Some comments based on those comparisons:

[snip 1,2]

  1. lower. Quite a number of items in the TR just look like they must have
    been typos:
     U+01F1 #  (DZ) LATIN CAPITAL LETTER DZ
     U+03E2 #  (Ϣ) COPTIC CAPITAL LETTER SHEI
     U+03E4 #  (Ϥ) COPTIC CAPITAL LETTER FEI
     U+03E6 #  (Ϧ) COPTIC CAPITAL LETTER KHEI
     U+03E8 #  (Ϩ) COPTIC CAPITAL LETTER HORI
     U+03EA #  (Ϫ) COPTIC CAPITAL LETTER GANGIA
     U+03EC #  (Ϭ) COPTIC CAPITAL LETTER SHIMA
     U+03EE #  (Ϯ) COPTIC CAPITAL LETTER DEI
    ...
  2. alpha. There is one place where the proposal misses a couple of characters in the ISO 14652 alpha:

    In ISO_14652_alpha, but not in Alphabetic + gc=M:
     U+309B..U+309C #  (゛..゜) KATAKANA-HIRAGANA VOICED SOUND MARK
     U+30FB #  (・) KATAKANA MIDDLE DOT

    It strongly looks like these 3 ought to be in Alphabetic, if that is the case. Also, the text says:

    "alpha - Define characters to be classified as used to spell out the words for natural languages; such as letters, syllabic or ideographic characters."
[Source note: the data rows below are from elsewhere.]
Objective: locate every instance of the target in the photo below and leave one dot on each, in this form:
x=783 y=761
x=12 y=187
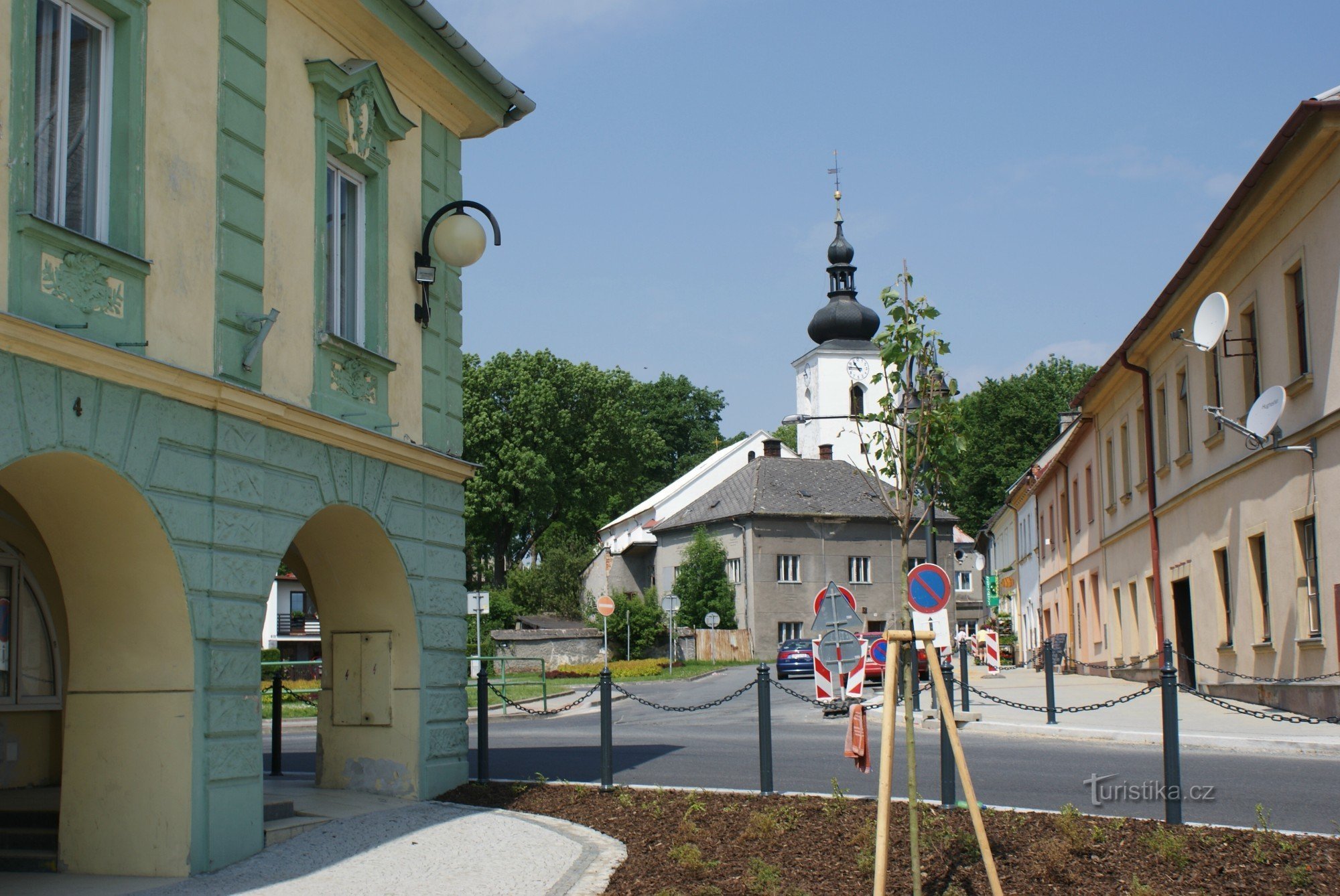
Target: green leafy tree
x=558 y=443
x=916 y=444
x=1007 y=424
x=563 y=443
x=701 y=583
x=553 y=585
x=688 y=421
    Unclear whether this should include characters like the Hebrew Punctuation Gerish, which are parts of words.
  3. space. For the ASCII range (00..7F), the POSIX standard only has:

    space    <tab>;<newline>;<vertical-tab>;<form-feed>;\
             <carriage-return>;<space>

    It seems very surprising for the TR to introduce
     
    U+0008 # <BACKSPACE>

    The other differences in the TR (other than being out of date) appear to be that it excludes the non-breaking spaces:

     U+00A0 #  ( ) NO-BREAK SPACE
     U+2007 #  ( ) FIGURE SPACE
     U+202F #  ( ) NARROW NO-BREAK SPACE

    Very hard to say whether these should be in or out, since the POSIX standard gives little guidance. And if they are out, the question is whether they should be correspondingly in graph.
  4. punct. The TR includes both gc=P and gc=S. A reasonable choice, given the way POSIX deals with them in ASCII. But note that this is counter to how Java, Windows, and Perl deal with them.
  5. cntrl. This matches exactly. However, if one took the same approach with this as with punct, then gc=Cf characters might be included, and perhaps also Zp, Zl.
  6. graph. We have:

    In ISO_14652_graph, but not in All - gc=Cc, Cs, Cn, or Z:
     U+00A0 #  ( ) NO-BREAK SPACE
     U+2000..U+200B #  ( ..​) EN QUAD..ZERO WIDTH SPACE
     U+2028..U+2029 #  (
..
) LINE SEPARATOR..PARAGRAPH SEPARATOR
     U+3000 #  ( ) IDEOGRAPHIC SPACE
    Total: 16

    which sort of lines up with what is done with space, but not really. Again, unclear whether Cfs ought to be in graph or in cntrl or neither. The TR also excludes private use and some other characters that seem reasonable to include.
  7. xdigit. The narrow interpretation is just [0-9A-Fa-f]. But since xdigit is a superset of digit, including the wide digits 09 so for consistency the wide letters a-f, A-F should be in. And in many ways, the broader definition is more useful. If you want to narrow a broader definition, it is easy to, say, mask the broader one with U+0000..U+007F. To broaden a narrow definition, on the other hand, requires a hard-coded list.

    Philosophically, it is odd to have A١٢B as a hex number (with Arabic numerals), but for that matter it is odd to have 2١٢3 as a decimal number. In either case, it doesn't hurt much, and if any individual client wanted to impose masking on top of that it would be
    easy.
  8. blank. Surprising again that the TR diviates from the POSIX standard over ASCII by excluding <tab>. POSIX has:

    blank    <space>;<tab>

    And for it to introduce the following is very odd.

     U+0008 # <BACKSPACE>
  9. print. This is only defined in a comment:
    % "print" is by default "graph", and the <space> character
    Yet the standard says that print may include other space characters, so it is not required that the only difference be <space>

Note: With both blank and space, this emphasizes to me again that U+200B #  (​) ZERO WIDTH SPACE should not be in Zs; it should be in Cf. We correct that in White_Space property, but it will continue to be a source of confusion unless it is removed from Zs.